Fortune, November 1951
Artist: Jerome Snyder
Leo Lionni, a Dutch-Born artist was the Art Director for Fortune and the co-editor of Print Magazine. He oversaw the production of Fortune covers for a few years in the 1950’s. The artist, Jerome Snyder, was the first Art Director of Sports Illustrated.
“Gebrauchsgraphik – International Advertising Art”, January 1952
Gebrauchsgraphik was an important forerunner of the design and graphics magazines that we have today.
“Gebrauchsgraphik – International Advertising Art”, February 1952
“Gebrauchsgraphik – International Advertising Art”, December 1952
Artist: Jean Cocteau
Artist, playwright and filmmaker Jean Cocteau was one of the more influential artists of the 20th century.
“Gebrauchsgraphik – International Advertising Art”, August 1952
People, July 29, 1953
This was just one of the many magazine covers featuring the famous actress, Marilyn Monroe. Note that it was taken before the age of Photoshop and she still looks awesome.
Fortune, April 1953
Artist: N. Foujita
Another remarkable Lionni cover for Fortune, drawn by N. Foujita.
Print Magazine, Sept.-Oct. 1955
This popular magazine for graphic designers and artists in the magazine and advertising industries got its start in 1940.
Glamour Photography, Summer 1957
This is a great example of the “girlie magazine” covers of the 1950’s.

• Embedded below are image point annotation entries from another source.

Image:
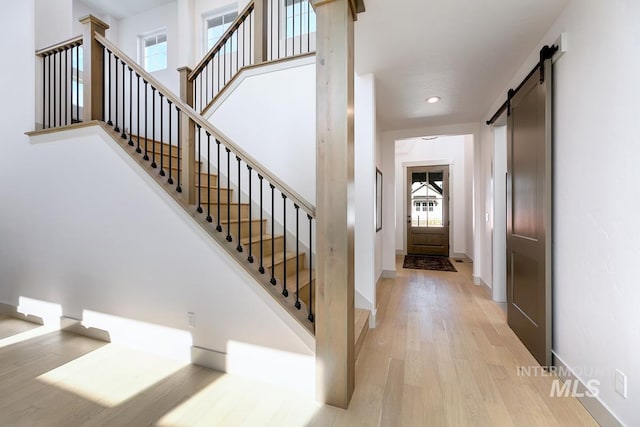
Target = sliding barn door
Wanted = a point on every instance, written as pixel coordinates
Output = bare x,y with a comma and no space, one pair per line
529,174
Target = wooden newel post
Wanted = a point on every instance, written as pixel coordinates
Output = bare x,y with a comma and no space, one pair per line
261,27
187,136
93,68
335,353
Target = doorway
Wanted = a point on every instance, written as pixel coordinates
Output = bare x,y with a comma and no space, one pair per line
428,210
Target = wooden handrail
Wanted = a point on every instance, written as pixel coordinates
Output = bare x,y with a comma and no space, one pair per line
207,126
223,39
72,42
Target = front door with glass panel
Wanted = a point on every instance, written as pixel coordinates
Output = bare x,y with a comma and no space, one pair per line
428,210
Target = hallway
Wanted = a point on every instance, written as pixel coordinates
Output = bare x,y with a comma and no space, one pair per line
442,355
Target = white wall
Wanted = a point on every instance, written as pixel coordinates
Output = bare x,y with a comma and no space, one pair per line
596,150
271,115
365,181
447,150
53,21
280,100
82,227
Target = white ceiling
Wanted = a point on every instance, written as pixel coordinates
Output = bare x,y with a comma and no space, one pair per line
464,51
121,8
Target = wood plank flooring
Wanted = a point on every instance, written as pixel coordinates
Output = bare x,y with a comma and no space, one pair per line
442,355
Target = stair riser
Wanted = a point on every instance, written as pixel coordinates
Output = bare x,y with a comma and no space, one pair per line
244,228
266,246
225,195
233,211
165,147
304,290
291,267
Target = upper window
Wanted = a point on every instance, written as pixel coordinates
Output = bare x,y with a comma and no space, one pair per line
217,25
301,19
154,52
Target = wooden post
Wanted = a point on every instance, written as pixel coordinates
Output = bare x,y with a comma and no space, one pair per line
187,136
260,35
335,354
93,68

Other titles that feature similar covers are “Wink” and “Titter”. In order to get around morality laws of the time, publishers had to present the magazine as art-based.
Better Homes & Gardens, September 1958
Artist: Jan Balet
Balet studied at the Arts and Crafts school in Munich and left in protest after Hitler took over Germany. His prolific work appeared in many fashion magazines and in advertising. He passed away in 2009.
Esquire, January 1958
Esquire frequently featured covers with outstanding design.
The Journal of Commercial Art, October, 1959
Journal of Commercial Art, August 1961
Artist: Lowell Herrero
Herrero’s career as an illustrator and fine artist has spanned the Depression, WWII, and the rise of Silicon Valley. He now devotes most of his time to his paintings.
Design, June 1961
This cover was conceived under the eye of Design’s Art Director, Ken Garland.
Sports Illustrated, April 3, 1961
This cover takes Sports Illustrated back to its roots in the 1930’s, when it was known as “American Golfer”.
Design, February 1968
This cover refers to the fading influence of the “Mod” culture of Carnaby Street in London. Note Batman.
Which?, July 1968
This UK magazine is still published today as the British equivalent of Consumer Reports.
November 1968, Design
Life, August 21, 1970
This cover marks the transition from “swinging 60’s” fashion to the more dowdy early 70’s.
Car, November 1973
The 1970’s were responsible for some of the worst “lemon cars” in history. This cover confirms it.
Viva Magazine, August 1974
This cover speaks for itself.
Compute, July 1984
Artist: Harry Blair
While we could have included any number of corny 80’s computer magazines in this collection, this cover is notable for its coverage of the new Apple IIc and the promise of creating graphics “the easy way” with Atari Artist.